CLAMS processing app
Application available at chowda.wgbh-mla.org
Visit the documentation for install and usage instructions.
Actors:
- User
- Chowda
- Webapp
- Pulbicly available on internet
- DB
- Postgresql
- VPC
- Sperate Cluster?
- Runner
- Pipeline Runner
- In CLAMS cluster
- CLAMS
- Individual CLAMS apps
- In CLAMS cluster
- Deployed as either:
- Webservice
- Kubernetes Job
- User starts job
- Chowda enters it in the DB
- Runner sees new job and starts CLAM1 with initial MMIF
- CLAM1 Processes data and returns MMIF to Runner
- Runner Updates DB and starts CLAM2
- CLAM2 Processes data and returns MMIF to Runner
- Runner Updates DB
- User gets data from Chowda
sequenceDiagram
actor User
participant Chowda
participant DB
participant Runner
participant CLAM1
participant CLAM2
%% User starts job
activate User
note left of User: Hey, Chowda! Start batch 123 on pipeline 456
User ->> + Chowda: Start batch 123 with files [] through pipeline 456
Chowda ->> + DB: INSERT (batch, pipeline, Initial mmif) to TABLE pipeline_runs
DB ->> - Chowda: {pipeline_run_id, status: waiting}
Chowda ->> - User: Pipeline run {id} is {status}
deactivate User
loop backgroud process
Runner ->> DB: Check for new jobs
end
%% Runner
activate Runner
note left of Runner: Found new job!
Runner ->> + CLAM1: Start app 1, with initial MMIF
deactivate Runner
%% CLAM1
note right of CLAM1: Processing!
loop Status check
Runner ->> CLAM1: Status report!
CLAM1 ->> Runner: XX %
Runner ->> DB: UPDATE pipeline_run_id SET status CLAM1 XX %
end
note right of CLAM1: Done!
CLAM1 ->> - Runner: intermediate MMIF
activate Runner
Runner ->> DB: UPDATE pipeline_run_id SET status 'done' + MMIF
%% CLAM 2
Runner ->> + CLAM2: Start app 2 with intermediate MMIF
deactivate Runner
note right of CLAM2: Processing!
loop Status check
Runner ->> CLAM2: Status report!
CLAM2 ->> Runner: XX %
Runner ->> DB: UPDATE pipeline_run_id SET status CLAM2 XX %
end
%% User update
activate User
note left of User: Is it done yet?
User ->> + Chowda: Pipeline update?
Chowda ->> + DB: WATCH pipeline_runs WHERE status=running
DB ->> Chowda: ACTIVE_PIPELINE_RUNS
Chowda -->> User: Websocket: Batch 123 status [CLAM1: done, CLAM2: XX %]
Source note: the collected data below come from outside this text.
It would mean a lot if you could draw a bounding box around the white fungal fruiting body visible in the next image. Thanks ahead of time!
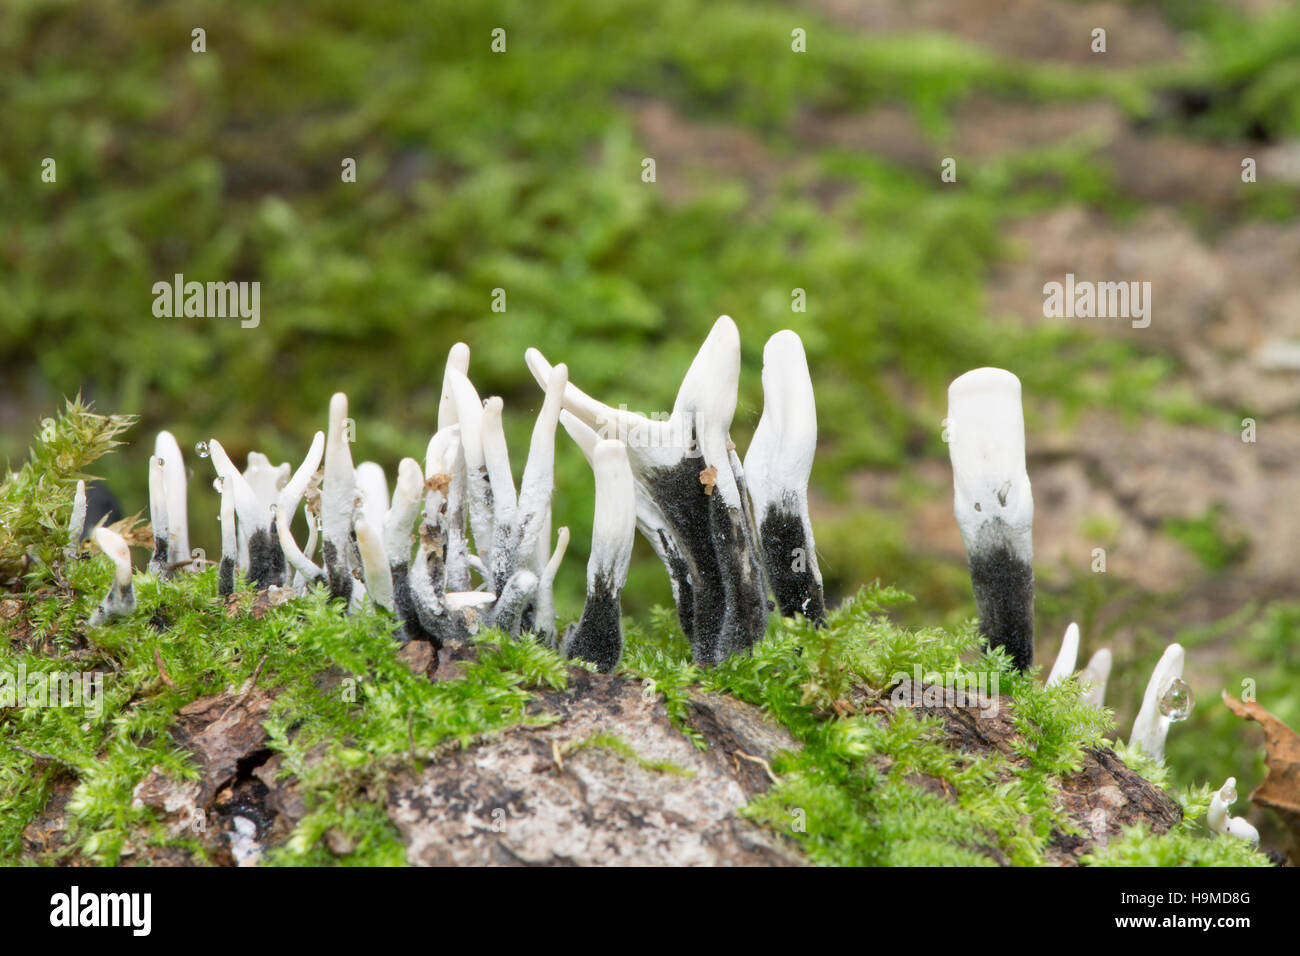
[1079,648,1112,708]
[437,342,471,433]
[1129,642,1185,762]
[272,431,326,591]
[425,427,465,544]
[948,368,1034,559]
[480,395,518,592]
[355,461,390,537]
[208,439,287,587]
[242,452,290,517]
[947,367,1035,670]
[562,440,636,672]
[1208,778,1260,844]
[1046,622,1080,687]
[208,440,261,530]
[746,331,817,517]
[323,393,357,601]
[155,431,189,564]
[276,431,325,521]
[744,329,824,624]
[65,479,87,561]
[147,455,170,578]
[384,458,423,568]
[531,316,768,666]
[354,517,393,612]
[516,364,567,573]
[89,527,136,625]
[444,369,495,573]
[277,502,324,587]
[587,440,636,589]
[535,526,570,647]
[560,409,688,609]
[218,472,238,595]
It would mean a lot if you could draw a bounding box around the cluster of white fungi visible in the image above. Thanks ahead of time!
[74,320,1254,844]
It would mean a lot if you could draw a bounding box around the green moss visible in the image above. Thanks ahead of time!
[0,397,135,587]
[619,585,1259,867]
[0,549,577,865]
[1,547,1275,867]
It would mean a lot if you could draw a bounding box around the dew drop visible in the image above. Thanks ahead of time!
[195,441,210,459]
[1220,781,1237,805]
[1158,678,1193,722]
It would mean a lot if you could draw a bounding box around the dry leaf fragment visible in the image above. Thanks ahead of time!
[699,465,717,495]
[1222,691,1300,857]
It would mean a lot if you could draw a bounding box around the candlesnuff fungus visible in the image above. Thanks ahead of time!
[442,368,495,577]
[526,316,770,666]
[322,392,358,603]
[355,462,390,537]
[354,517,392,612]
[947,367,1035,670]
[1043,623,1111,706]
[217,470,238,596]
[155,430,190,568]
[1079,648,1112,708]
[509,363,568,637]
[1208,778,1260,844]
[383,457,424,638]
[1045,622,1079,687]
[65,479,87,561]
[88,527,136,626]
[147,454,170,579]
[273,430,326,590]
[207,439,288,589]
[80,325,824,674]
[1129,642,1187,762]
[562,439,636,672]
[744,330,826,626]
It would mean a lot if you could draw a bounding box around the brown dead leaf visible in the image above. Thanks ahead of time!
[153,647,175,688]
[176,685,274,806]
[397,640,437,680]
[1222,691,1300,854]
[699,465,718,495]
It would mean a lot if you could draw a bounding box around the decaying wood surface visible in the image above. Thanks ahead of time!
[25,645,1188,866]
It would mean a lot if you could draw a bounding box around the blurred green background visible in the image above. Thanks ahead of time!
[3,0,1300,839]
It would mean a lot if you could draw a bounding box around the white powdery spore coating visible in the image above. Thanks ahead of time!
[94,526,134,589]
[354,517,393,611]
[384,457,424,566]
[1129,642,1184,762]
[744,329,817,518]
[355,461,390,534]
[588,440,636,590]
[323,392,357,557]
[155,431,189,561]
[1046,621,1080,687]
[947,367,1033,562]
[66,479,87,557]
[1080,648,1112,708]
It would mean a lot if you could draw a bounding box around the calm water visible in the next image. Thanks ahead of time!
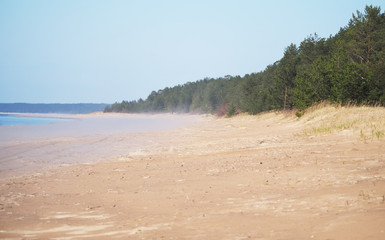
[0,114,72,126]
[0,114,201,178]
[0,114,200,142]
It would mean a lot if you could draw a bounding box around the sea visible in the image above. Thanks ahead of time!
[0,113,201,143]
[0,113,200,178]
[0,114,72,126]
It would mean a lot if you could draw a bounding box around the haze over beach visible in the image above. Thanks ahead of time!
[1,1,385,239]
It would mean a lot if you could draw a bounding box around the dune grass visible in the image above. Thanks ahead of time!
[298,102,385,141]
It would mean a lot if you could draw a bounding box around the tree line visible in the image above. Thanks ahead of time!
[105,5,385,115]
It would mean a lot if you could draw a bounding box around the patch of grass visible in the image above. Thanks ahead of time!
[295,111,303,118]
[371,124,385,140]
[375,130,384,139]
[305,120,358,135]
[360,129,369,143]
[298,102,385,141]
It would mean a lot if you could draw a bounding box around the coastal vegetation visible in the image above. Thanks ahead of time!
[105,5,385,116]
[297,101,385,140]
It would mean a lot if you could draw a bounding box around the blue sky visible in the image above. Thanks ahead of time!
[0,0,383,103]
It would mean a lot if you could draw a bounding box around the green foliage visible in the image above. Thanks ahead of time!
[105,5,385,114]
[227,103,237,117]
[240,70,275,114]
[295,111,304,118]
[294,5,385,109]
[271,44,300,109]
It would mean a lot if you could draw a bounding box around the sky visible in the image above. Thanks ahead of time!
[0,0,384,103]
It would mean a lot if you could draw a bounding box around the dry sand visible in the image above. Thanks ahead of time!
[0,108,384,239]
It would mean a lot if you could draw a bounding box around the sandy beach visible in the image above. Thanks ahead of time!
[0,107,384,239]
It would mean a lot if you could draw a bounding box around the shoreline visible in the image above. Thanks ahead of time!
[0,112,81,120]
[0,109,384,239]
[0,113,205,179]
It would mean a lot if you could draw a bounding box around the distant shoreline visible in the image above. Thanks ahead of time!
[0,112,80,120]
[0,103,108,114]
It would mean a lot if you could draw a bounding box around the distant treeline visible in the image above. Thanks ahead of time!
[0,103,108,114]
[105,5,385,115]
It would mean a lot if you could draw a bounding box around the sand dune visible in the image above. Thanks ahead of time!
[0,107,384,239]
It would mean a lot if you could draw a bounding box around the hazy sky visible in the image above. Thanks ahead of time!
[0,0,383,103]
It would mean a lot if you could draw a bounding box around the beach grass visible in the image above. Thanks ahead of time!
[298,102,385,141]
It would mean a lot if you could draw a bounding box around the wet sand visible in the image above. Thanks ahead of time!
[0,111,384,239]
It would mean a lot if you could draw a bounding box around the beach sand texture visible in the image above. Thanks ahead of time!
[0,108,384,239]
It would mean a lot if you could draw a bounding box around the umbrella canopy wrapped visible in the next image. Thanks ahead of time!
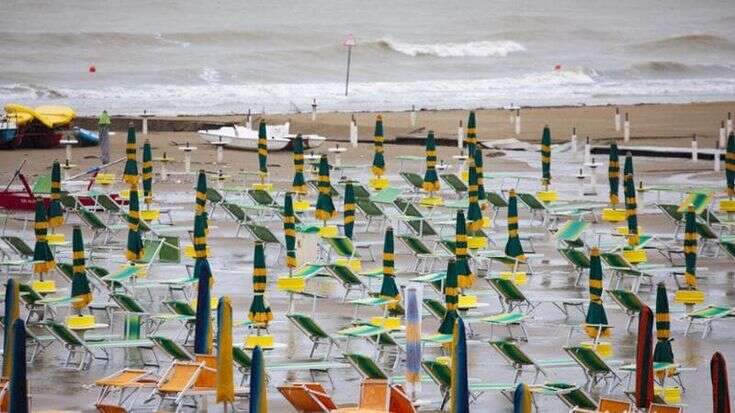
[126,186,144,261]
[380,227,400,313]
[466,111,477,159]
[122,125,139,186]
[291,135,307,195]
[372,115,385,177]
[513,383,533,413]
[193,212,210,263]
[624,151,634,177]
[405,287,422,388]
[249,346,268,413]
[608,143,620,206]
[422,131,440,193]
[314,155,337,221]
[454,211,473,288]
[467,154,483,234]
[194,262,213,355]
[683,206,698,290]
[248,242,273,326]
[2,279,19,378]
[585,248,609,338]
[653,282,674,364]
[195,170,208,235]
[142,140,153,206]
[727,132,735,197]
[8,319,28,413]
[257,120,268,180]
[216,296,234,404]
[504,190,525,261]
[635,305,655,410]
[70,226,92,311]
[624,173,640,247]
[541,126,551,188]
[711,352,731,413]
[283,193,297,270]
[450,318,469,413]
[474,147,485,201]
[343,183,356,240]
[48,160,64,228]
[32,199,54,274]
[438,259,459,335]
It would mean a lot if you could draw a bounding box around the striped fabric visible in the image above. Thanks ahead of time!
[48,160,64,228]
[257,120,268,179]
[467,154,483,233]
[142,140,153,206]
[291,134,307,195]
[608,143,620,206]
[194,170,208,235]
[541,125,551,187]
[249,346,268,413]
[315,155,336,221]
[343,183,356,240]
[653,282,674,364]
[194,263,212,355]
[32,199,55,274]
[405,287,421,386]
[683,206,698,289]
[624,173,640,246]
[450,318,469,413]
[474,148,485,201]
[248,242,273,325]
[422,131,440,192]
[584,248,609,338]
[504,189,525,261]
[70,226,92,311]
[465,111,477,159]
[380,227,400,312]
[2,279,19,378]
[439,259,459,335]
[126,186,144,262]
[454,211,474,288]
[372,115,385,177]
[122,125,139,186]
[283,193,297,269]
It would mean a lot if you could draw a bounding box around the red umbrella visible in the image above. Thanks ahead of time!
[711,352,731,413]
[635,305,654,409]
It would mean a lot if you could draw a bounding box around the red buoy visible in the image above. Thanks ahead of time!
[554,64,562,71]
[88,64,96,73]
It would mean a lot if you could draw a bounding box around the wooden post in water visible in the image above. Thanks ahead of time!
[457,120,464,149]
[623,113,630,142]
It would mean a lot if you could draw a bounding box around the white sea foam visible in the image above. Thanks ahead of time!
[198,67,221,84]
[380,39,526,57]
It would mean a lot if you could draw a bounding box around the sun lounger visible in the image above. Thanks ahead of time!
[244,220,284,258]
[606,289,644,331]
[489,340,575,383]
[563,346,623,392]
[343,352,427,386]
[440,173,467,196]
[76,207,127,244]
[149,360,209,410]
[649,403,683,413]
[233,346,347,386]
[558,248,591,286]
[323,264,367,301]
[541,382,598,411]
[421,360,515,409]
[150,335,195,362]
[684,305,734,338]
[600,252,681,292]
[555,220,590,248]
[398,235,448,272]
[516,192,598,227]
[487,277,586,317]
[247,188,280,209]
[286,313,340,358]
[399,172,424,192]
[356,198,388,232]
[278,382,338,412]
[676,191,712,214]
[93,368,158,409]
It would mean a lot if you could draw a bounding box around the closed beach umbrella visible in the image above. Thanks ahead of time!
[653,282,674,364]
[450,318,469,413]
[454,211,473,288]
[727,132,735,198]
[283,193,297,271]
[216,297,234,404]
[248,242,272,326]
[70,226,92,312]
[8,320,28,413]
[513,383,533,413]
[624,173,640,247]
[195,170,208,235]
[123,125,139,186]
[422,131,440,193]
[467,154,483,234]
[608,143,620,206]
[193,210,210,265]
[343,183,356,240]
[466,111,477,158]
[438,259,459,335]
[474,147,485,201]
[142,140,153,206]
[257,120,268,181]
[585,248,609,338]
[32,198,54,275]
[194,261,212,355]
[684,206,698,290]
[711,352,731,413]
[126,185,144,261]
[541,125,551,188]
[635,305,655,410]
[48,160,64,228]
[291,134,307,195]
[624,151,634,177]
[504,189,525,261]
[372,115,386,178]
[2,279,19,378]
[380,227,400,313]
[249,346,268,413]
[405,287,422,391]
[314,155,336,222]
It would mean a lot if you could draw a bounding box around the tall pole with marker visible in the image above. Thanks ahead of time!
[343,34,356,96]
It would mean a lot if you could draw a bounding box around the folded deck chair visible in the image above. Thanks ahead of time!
[487,277,586,318]
[684,305,734,338]
[323,264,367,301]
[220,201,251,237]
[398,235,450,272]
[286,313,340,358]
[150,335,195,362]
[399,172,424,192]
[541,382,598,411]
[278,382,338,412]
[600,252,680,292]
[356,198,388,232]
[244,220,284,259]
[489,340,575,384]
[76,206,126,244]
[421,360,515,409]
[558,248,591,286]
[233,347,347,386]
[440,173,468,196]
[563,346,623,392]
[247,188,279,209]
[606,289,644,331]
[555,220,590,248]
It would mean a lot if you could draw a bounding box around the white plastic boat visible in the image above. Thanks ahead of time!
[197,122,326,151]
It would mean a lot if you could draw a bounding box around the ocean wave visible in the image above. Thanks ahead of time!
[631,34,735,53]
[376,39,526,57]
[198,68,221,84]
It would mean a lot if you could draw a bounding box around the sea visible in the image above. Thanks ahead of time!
[2,0,735,115]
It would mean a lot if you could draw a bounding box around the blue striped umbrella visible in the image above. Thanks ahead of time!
[8,319,28,413]
[405,287,421,392]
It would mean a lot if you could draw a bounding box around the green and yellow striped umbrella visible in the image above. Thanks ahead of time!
[32,198,54,275]
[541,125,551,188]
[291,134,307,195]
[194,259,213,355]
[216,296,234,404]
[438,259,459,335]
[343,183,356,240]
[422,131,440,193]
[142,140,153,207]
[466,111,477,159]
[683,206,698,289]
[314,155,336,222]
[257,120,268,181]
[372,115,385,178]
[474,147,485,201]
[585,248,609,338]
[283,193,297,271]
[2,279,19,378]
[126,185,144,262]
[624,173,640,247]
[455,210,474,288]
[122,125,139,186]
[380,227,400,313]
[70,226,92,312]
[193,213,210,263]
[504,189,525,261]
[623,151,634,177]
[195,170,208,235]
[248,242,272,326]
[467,155,483,234]
[609,143,620,206]
[727,132,735,197]
[48,160,64,228]
[653,282,674,364]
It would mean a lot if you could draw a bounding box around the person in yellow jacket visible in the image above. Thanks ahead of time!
[98,110,111,164]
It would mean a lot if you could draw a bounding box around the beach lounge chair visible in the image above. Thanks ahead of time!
[323,235,377,262]
[286,313,340,358]
[399,172,424,192]
[595,397,633,413]
[0,318,54,364]
[18,282,78,322]
[76,206,126,244]
[676,191,712,214]
[483,191,509,223]
[398,235,450,272]
[322,264,367,301]
[558,248,591,286]
[278,382,338,412]
[356,198,388,232]
[219,201,252,236]
[606,289,644,331]
[149,360,210,411]
[421,360,515,409]
[440,173,468,196]
[162,300,197,342]
[0,235,38,272]
[649,403,682,413]
[150,335,195,362]
[563,346,623,392]
[232,346,347,386]
[600,252,679,292]
[343,352,418,385]
[489,340,575,383]
[93,368,159,412]
[517,192,599,227]
[542,382,598,411]
[657,204,684,238]
[684,305,734,338]
[555,220,590,248]
[244,220,284,258]
[487,277,586,317]
[354,379,391,412]
[422,298,529,340]
[247,188,279,208]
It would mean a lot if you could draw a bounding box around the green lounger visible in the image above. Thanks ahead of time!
[286,313,339,358]
[422,360,515,409]
[558,248,590,286]
[555,220,590,248]
[684,305,734,338]
[233,346,347,386]
[487,277,586,318]
[489,340,575,383]
[440,173,468,195]
[563,346,622,393]
[541,382,598,411]
[606,289,644,331]
[399,172,424,192]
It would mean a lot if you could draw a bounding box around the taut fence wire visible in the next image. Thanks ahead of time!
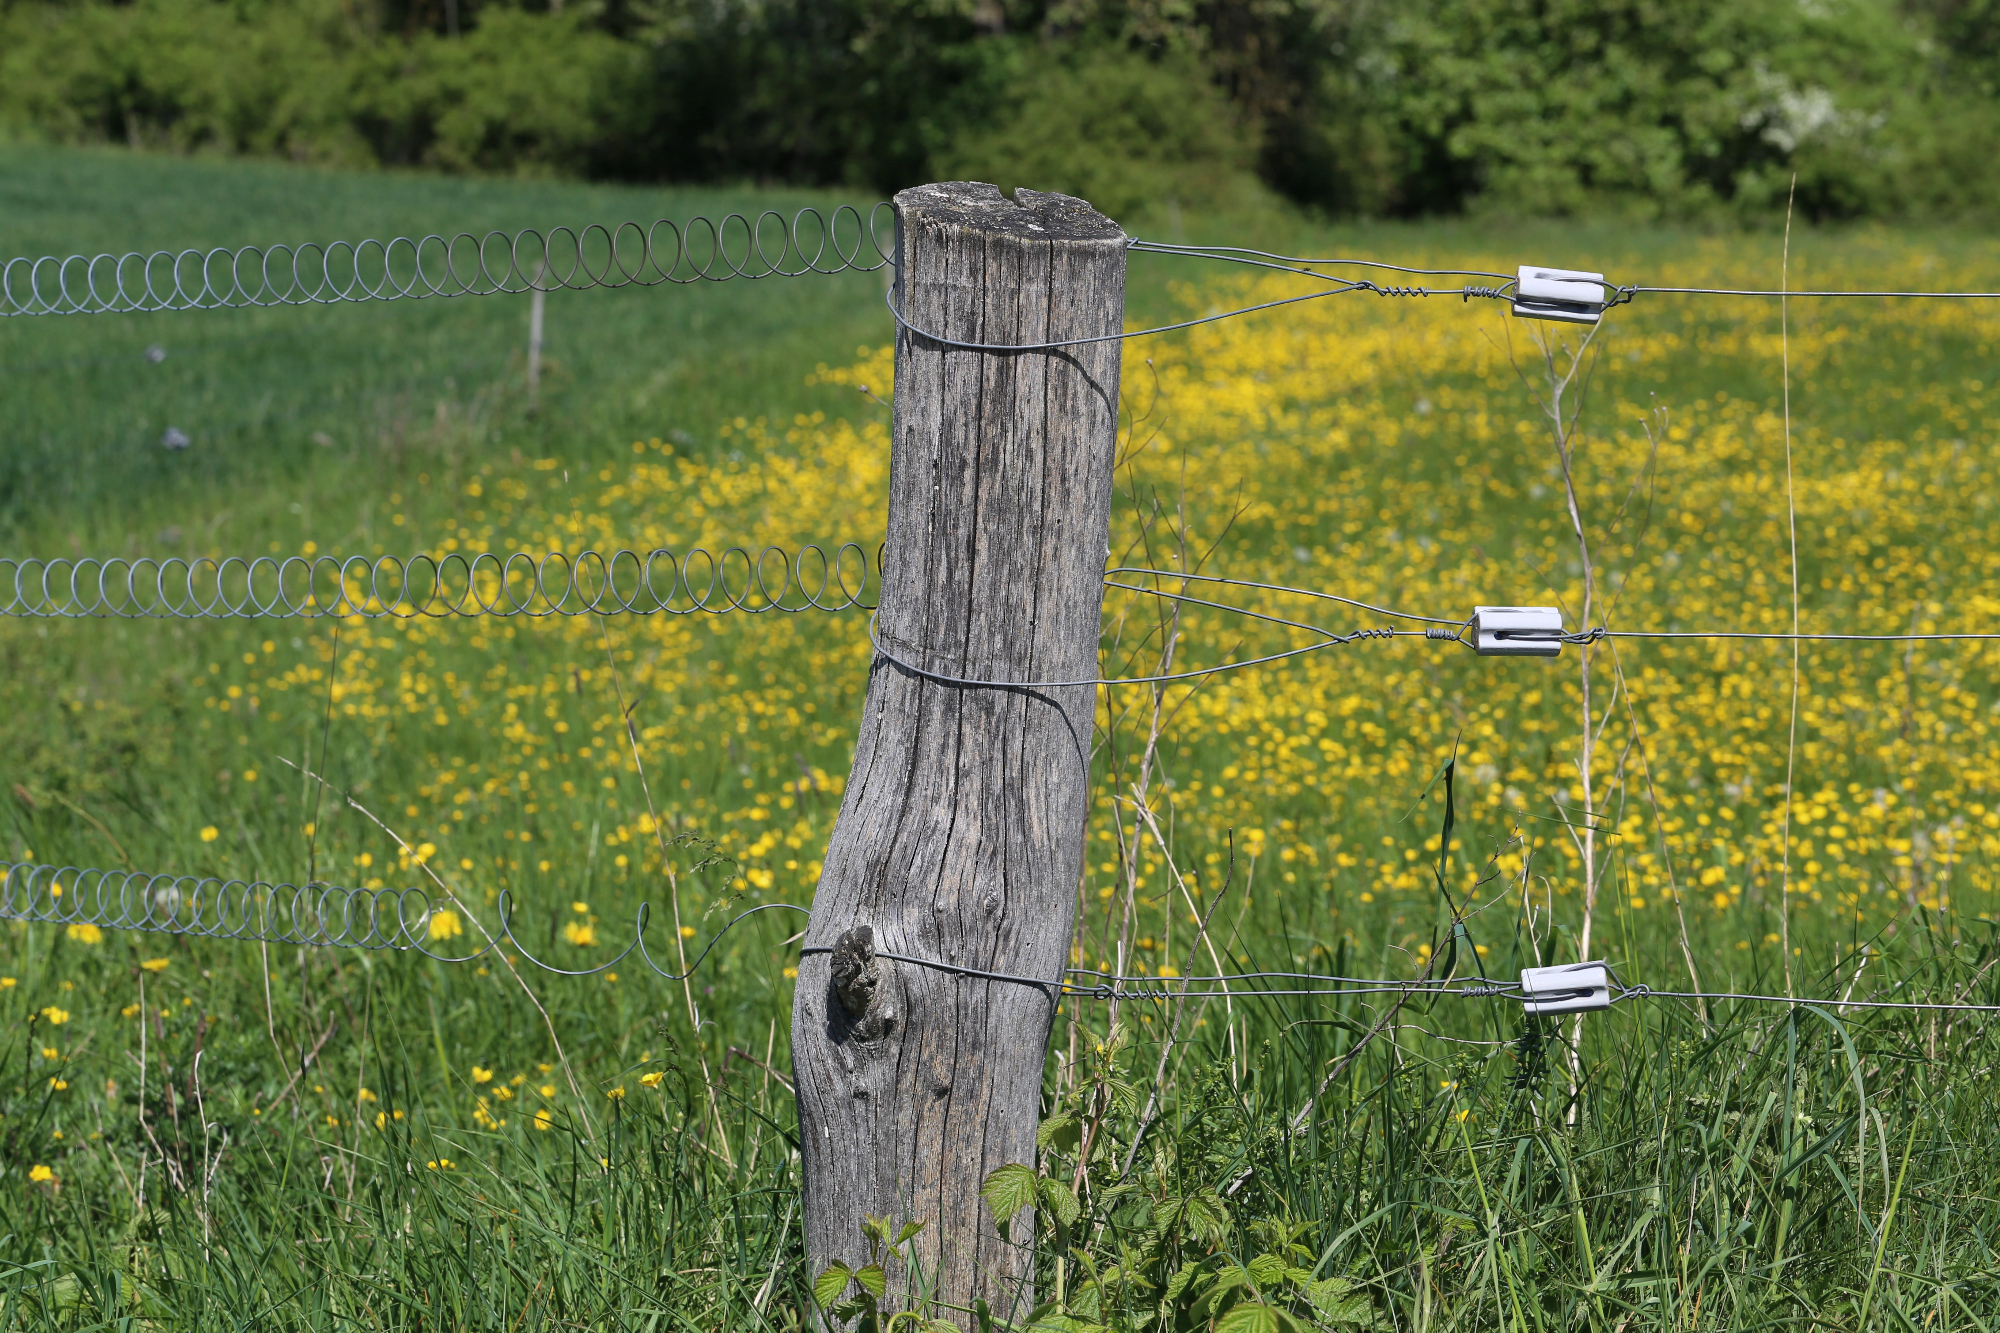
[12,212,1999,322]
[10,859,1999,1016]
note left of User: Not quite, but it should be done soon.
%% CLAMS finished
note right of CLAM2: Done!
CLAM2 -->> - Runner: finished MMIF
activate Runner
Runner ->> - DB: UPDATE pipeline_run_id SET status MMIF
DB ->> Chowda: Batch 123 update
Chowda -->> User: WS: batch 123 Finished!
deactivate Chowda
deactivate DB
note left of User: Yay! My metadata is perfect!
deactivate User
- Install ggshield
pip install ggshield
# or
brew install gitguardian/tap/ggshield
- Login to gitguardian
ggshield auth login
- Install the pre-commit hooks
pre-commit install